Torture Prosecutor Tops 70,000 Questions for Obama on Change.Gov

A whopping 70,000 questions poured into Change.gov
over the past week, in response to the Obama transition team's call for
citizen queries to the President-Elect. After votes from about 100,000
people, the top ranked question asks Obama whether he will appoint a
special prosecutor to investigate allegations of torture and illegal
surveillance by the U.S. government. I've been working with activist Bob Fertik to organize support for the question, and several progressive bloggers urged readers and Obama supporters to vote for it last week. Digby, who has written extensively about the Bush administration's abuse of the rule of law, recently reported on the progress:

I wrote a post about [an] initiative spearheaded by Ari Melber of The Nation and Democrats.com
to ask President-elect Obama if he will appoint a special prosecutor to
investigate war crimes in the Bush administration over at Change.gov.
(In a previous round, it was the sixth most asked question...) This
time, through their efforts, it's number one. This is particularly
important, since the press has only asked Obama about this one time,
last April. And a lot has happened since then, most obviously the fact
that Vice President is all over television admitting to war crimes as
if he's proud of it.

Then The New York Timespicked up the news:

[T]he number one submission on the popular "Open for
Questions" portion of the site might seem more than a little impolitic
to [President Bush]: "Will you appoint a Special Prosecutor -- ideally
Patrick Fitzgerald -- to independently investigate the gravest crimes
of the Bush Administration, including torture and warrantless
wiretapping," wrote Bob Fertik of New York, who runs the Web site,
Democrats.com.

Though the Obama team has promised to answer some of the top
questions as early as this week, they have not said whether they will
respond to Mr. Fertik's, which has received more than 22,000 votes
since the second round of the question-and-answer feature began on Dec.
30. The site logged more than 1.5 million votes for 20,000-plus
questions... The second highest-ranked submission, which is about
oversight of the nation's banking industry, is several thousand of
votes behind the query about a special prosecutor. Mr. Fertik's
question has been pushed to the top, in part, by a coalition of liberal
bloggers...

The national press corps has not raised this issue with Obama since his victory. (When it surfaced in April,
Obama said he would order his attorney general to "immediately review"
the potential crimes.) And while the leading question in the last Change.gov forum was dispatched breezily -- Will you legalize marijuana? No. -- this one is far more challenging, both substantively and politically.
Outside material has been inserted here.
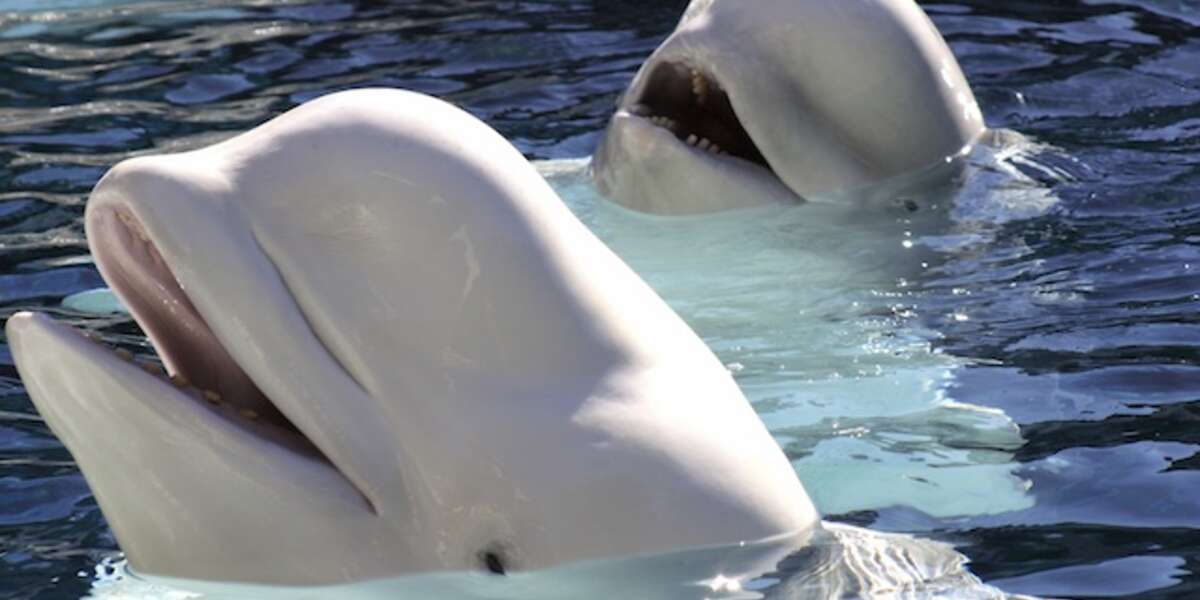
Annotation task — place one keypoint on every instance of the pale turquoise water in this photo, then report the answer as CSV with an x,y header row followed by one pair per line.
x,y
1023,382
The Times notes that Obama's team has "not said" whether it
will even answer Fertik's question, though ignoring the question that
came in first out of 74,000 would turn this exercise into a farce. A
terse, evasive answer would be similarly unacceptable. After all, there
would be little point in this online dialogue if it reiterates things
we already know, (Obama is not in N.O.R.M.L.), and refuses to provide new information.

That's why this may be the first big test for Change.gov as a genuinely interactive dialogue.
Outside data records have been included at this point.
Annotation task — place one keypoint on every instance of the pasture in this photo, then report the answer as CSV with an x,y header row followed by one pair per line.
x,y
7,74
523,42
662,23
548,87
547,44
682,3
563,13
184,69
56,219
Thousands of Americans are asking whether President Obama will order an
independent investigation to ensure our laws are enforced -- in an era
when powerful people
in government have engaged in criminal conduct and relentlessly tried
to make their behavior off limits for media and political discussion.
We expect a "yes," "no" or detailed explanation of how and when Obama
and his aides will make this decision. Time is running out, of course,
because the question must be answered, for Congress and the public,
before Eric Holder's confirmation hearing. He must explain how he will
restore independence, professionalism and the rule of law to a Justice
Department that politicized U.S. attorneys and covered up torture and
warrantless surveillance.

Law professor Jonathan Turley, a nonpartisan legal analyst who testified before Congress in favor of President Clinton's impeachment, recently explained
that Holder simply should not be confirmed if he is not prepared to
enforce the laws banning torture. "Eric Holder should be asked the same
question that Mukasey refused to answer in his confirmation hearing: is
waterboarding a crime?" Professor Turley stated. "If he refuses to
answer or denies that it is a crime, he should not be confirmed. If he
admits that it is a crime, he should order a criminal investigation."
According to Change.gov, the crowds agree with the experts on this one.